Southgate: Well, one is the challenge of appreciation: Audio is an asset of value, which brands and organizations should and could invest in. And then there’s an issue of quantum and cost – how do you create audio assets that can become as as important and relevant a component as your brand experience and your visual assets? These things don’t often get considered together. Everyone in your previous book will have an experience of using an audio asset while pitching an idea, and the connection between words, pictures and music are incredibly powerful and delicate, but then nobody appreciates the cost of taking care of the music part properly. Whether you’re originating content, because you need something that can stand up alongside licensed content and become as relevant or resonant for you, or the pure cost of licensing something that is recognizable. My wife is a sound engineer, and she was constantly briefed by advertising agency as follows: “I want to use X piece of music, but I can’t afford the licensing, so I want you to create something that sounds a bit like it.” Which is of course utterly destructive to a brand experience. People know. The reaction is “oh, is that an Iggy Pop track? No, it’s a crap, tinny, instrumental-on-a-keyboard version of an XX track”.

Reese: It’s like promising lobster and then delivering crabmeat imitation.

Southgate: Exactly! That’s a great analogy. But I also think it’s an example of the transparent flow of information that I mentioned. If you as a brand or a brand owner are discovered as having ripped off a piece of music by The Rolling Stones, or the XX, or Calvin Harris, then that’s a negative experience for your consumers. Wherever you sit along that brand’s engagement journey, you’re not going to have a good opinion.

Reese: That’s why I’m saying that brands should team up with these artists, and create a soundtrack that fits the brand.

Southgate: I wonder how many artists became successful because they were pushed by organizations or brands. We’ve all sat in restaurants and hotels beforehand, pre-Shazam, and asked: “What’s this music?” Now you Shazam it, and it’s instant gratification. But you also make a judgment on whether that’s a positive or a negative experience.

Reese: It’s also interesting to see that in other environments, like retail. You can steer how long people are staying, if they are going to buy anything, et cetera – just by the choice of music that you play.

Southgate: That’s interesting.

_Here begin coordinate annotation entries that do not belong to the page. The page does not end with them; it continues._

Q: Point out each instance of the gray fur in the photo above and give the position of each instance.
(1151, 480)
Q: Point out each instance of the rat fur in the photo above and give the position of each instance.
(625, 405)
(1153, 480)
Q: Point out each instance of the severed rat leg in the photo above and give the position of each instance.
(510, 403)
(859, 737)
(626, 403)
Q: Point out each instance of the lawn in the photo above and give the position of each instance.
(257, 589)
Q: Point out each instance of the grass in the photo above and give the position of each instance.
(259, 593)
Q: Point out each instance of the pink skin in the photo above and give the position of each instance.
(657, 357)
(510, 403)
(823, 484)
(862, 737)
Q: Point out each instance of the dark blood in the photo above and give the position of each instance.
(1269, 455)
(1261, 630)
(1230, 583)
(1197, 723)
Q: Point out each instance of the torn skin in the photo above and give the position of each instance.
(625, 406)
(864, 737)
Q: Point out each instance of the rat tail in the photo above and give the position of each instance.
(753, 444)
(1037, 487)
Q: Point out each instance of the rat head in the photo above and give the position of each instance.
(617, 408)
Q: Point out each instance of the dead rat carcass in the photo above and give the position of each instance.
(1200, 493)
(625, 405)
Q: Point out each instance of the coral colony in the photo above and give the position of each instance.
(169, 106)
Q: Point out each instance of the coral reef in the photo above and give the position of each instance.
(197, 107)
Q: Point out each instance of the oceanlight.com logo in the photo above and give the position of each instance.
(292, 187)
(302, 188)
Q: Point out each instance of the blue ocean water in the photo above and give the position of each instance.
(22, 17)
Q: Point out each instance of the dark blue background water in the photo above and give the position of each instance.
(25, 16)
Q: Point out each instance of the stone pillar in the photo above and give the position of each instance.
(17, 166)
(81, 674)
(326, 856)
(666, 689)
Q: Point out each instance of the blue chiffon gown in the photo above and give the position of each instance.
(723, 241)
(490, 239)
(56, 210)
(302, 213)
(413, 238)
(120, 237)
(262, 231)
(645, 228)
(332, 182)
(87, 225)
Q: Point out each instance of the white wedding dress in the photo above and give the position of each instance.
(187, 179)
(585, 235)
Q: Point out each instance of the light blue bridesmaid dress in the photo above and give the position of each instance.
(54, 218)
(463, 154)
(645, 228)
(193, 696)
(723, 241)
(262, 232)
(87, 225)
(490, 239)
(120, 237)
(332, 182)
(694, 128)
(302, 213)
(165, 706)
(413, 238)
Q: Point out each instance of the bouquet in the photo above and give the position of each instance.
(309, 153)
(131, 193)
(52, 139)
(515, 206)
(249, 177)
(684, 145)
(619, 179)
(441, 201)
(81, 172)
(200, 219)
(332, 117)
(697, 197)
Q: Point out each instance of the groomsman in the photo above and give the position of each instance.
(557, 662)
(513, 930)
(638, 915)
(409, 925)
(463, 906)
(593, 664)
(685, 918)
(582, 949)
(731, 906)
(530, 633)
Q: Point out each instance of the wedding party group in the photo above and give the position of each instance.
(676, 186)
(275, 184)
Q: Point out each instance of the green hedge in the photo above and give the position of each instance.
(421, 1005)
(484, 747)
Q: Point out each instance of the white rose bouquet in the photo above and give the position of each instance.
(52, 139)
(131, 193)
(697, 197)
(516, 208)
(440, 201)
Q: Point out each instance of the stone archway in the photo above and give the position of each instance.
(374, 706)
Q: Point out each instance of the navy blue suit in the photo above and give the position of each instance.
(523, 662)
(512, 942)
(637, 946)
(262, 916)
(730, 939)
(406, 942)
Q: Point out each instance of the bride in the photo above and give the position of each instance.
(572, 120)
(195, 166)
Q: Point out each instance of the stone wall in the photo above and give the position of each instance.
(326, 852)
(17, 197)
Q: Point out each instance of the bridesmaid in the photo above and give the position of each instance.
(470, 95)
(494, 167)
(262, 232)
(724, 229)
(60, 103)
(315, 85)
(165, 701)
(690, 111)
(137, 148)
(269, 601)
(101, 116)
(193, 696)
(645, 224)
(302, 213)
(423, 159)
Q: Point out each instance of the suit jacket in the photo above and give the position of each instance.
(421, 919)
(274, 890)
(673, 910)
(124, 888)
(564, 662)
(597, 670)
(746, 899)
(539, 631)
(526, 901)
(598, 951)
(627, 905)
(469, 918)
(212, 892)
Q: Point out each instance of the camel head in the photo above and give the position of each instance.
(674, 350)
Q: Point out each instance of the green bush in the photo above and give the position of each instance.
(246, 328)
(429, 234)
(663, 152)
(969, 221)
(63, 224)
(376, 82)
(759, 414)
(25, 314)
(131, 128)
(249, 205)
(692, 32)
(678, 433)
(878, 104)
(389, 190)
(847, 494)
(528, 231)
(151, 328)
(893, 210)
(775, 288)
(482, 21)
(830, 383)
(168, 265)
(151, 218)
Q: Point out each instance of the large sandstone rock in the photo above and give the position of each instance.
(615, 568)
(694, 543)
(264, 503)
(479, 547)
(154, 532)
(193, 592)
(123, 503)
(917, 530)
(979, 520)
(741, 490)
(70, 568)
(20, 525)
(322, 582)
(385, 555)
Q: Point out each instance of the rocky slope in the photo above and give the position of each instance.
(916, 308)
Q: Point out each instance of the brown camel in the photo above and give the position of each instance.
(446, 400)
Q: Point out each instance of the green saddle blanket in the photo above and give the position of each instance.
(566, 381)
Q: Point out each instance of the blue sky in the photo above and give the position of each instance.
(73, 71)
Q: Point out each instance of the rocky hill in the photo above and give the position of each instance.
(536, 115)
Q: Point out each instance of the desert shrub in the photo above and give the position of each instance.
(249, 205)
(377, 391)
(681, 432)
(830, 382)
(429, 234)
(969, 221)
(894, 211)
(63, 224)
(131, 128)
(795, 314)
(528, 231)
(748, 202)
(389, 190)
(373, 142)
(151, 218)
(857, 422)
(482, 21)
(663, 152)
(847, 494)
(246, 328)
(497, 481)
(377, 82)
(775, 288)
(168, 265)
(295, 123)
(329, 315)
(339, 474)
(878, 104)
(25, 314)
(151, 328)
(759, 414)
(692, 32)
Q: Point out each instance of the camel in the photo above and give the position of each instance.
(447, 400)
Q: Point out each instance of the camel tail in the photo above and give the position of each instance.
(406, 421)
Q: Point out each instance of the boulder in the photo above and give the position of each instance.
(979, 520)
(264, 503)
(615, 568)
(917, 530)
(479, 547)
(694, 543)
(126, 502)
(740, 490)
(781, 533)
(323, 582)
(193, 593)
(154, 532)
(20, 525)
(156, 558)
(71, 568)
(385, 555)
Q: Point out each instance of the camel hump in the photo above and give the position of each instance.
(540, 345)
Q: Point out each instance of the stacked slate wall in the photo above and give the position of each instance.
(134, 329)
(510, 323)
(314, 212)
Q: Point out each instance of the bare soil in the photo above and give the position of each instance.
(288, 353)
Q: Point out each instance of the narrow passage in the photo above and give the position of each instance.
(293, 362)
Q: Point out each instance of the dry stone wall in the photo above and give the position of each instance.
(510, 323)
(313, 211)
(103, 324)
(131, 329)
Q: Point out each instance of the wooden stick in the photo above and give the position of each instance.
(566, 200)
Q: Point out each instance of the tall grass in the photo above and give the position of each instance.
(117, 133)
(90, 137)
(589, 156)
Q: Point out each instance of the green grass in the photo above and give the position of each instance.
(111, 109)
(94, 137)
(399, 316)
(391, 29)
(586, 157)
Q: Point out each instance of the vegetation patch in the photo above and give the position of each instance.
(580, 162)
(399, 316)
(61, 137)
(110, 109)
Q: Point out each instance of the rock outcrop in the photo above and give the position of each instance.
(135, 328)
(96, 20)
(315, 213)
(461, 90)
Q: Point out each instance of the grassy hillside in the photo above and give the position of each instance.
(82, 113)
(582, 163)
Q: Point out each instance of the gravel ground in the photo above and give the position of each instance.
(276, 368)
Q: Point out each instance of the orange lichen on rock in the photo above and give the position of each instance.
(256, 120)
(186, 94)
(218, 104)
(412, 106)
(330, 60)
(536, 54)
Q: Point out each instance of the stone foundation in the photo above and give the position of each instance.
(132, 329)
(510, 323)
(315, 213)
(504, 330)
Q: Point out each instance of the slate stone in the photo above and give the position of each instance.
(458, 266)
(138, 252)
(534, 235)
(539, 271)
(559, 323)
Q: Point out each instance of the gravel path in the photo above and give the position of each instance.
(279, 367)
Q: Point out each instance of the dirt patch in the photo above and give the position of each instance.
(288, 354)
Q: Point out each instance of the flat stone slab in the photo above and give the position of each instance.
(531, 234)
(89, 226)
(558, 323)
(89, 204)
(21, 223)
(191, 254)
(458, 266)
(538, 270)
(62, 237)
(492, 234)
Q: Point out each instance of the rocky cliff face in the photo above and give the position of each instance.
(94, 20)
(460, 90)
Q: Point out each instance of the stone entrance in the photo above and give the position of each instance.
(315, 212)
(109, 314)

You’re right. The world of communications is the wrong way round when it thinks advertising has to come first. If the first thing you address are the visuals and a tagline, you know, that’s trying to live in a house before you know what materials you’re going to use. Olfactory is hard to create and deliver, obviously. But it isn’t hard to deliver a piece of music, especially nowadays, as it exists electronically. It’s something the brand should own, and should think about.

Reese: We’re in the trust-building business. As a brand, I can’t buy your trust. And I can very quickly lose your trust. It’s comparable to lying - you can tell subconsciously whether I’m lying once my voice doesn’t match the expression on my face. Even if I’m a really good liar, there’s something you detect on a subconscious level. Likewise, as a brand, it’s really important to be consistent at the audio consumer touch points.

Southgate: That is a critical component of authenticity. Great brands are synonymous with and defined by experiences, and they understand that those experiences are a collection of sensations - whether they’re visual or audio, or olfactory – and that every single one of them has to be considered and has to be beautifully connected to the other. That’s success. They all have to be brilliantly designed, written, or brilliantly delivered through music. So that notion – brilliantly designed and beautifully connected – is a very potent driver for me for the organization we want to be and all the work we want to do for our clients. And I think that the unfortunate thing, as much as brands have become defined by visual assets, they have also become synonymous in our world with a logo, a badge. That’s as far removed from the future of powerful, effective, evocative, emotional connections with brands as I can imagine. So my desperate hunger for Brand Union is that all of our people and all of our clients think about that.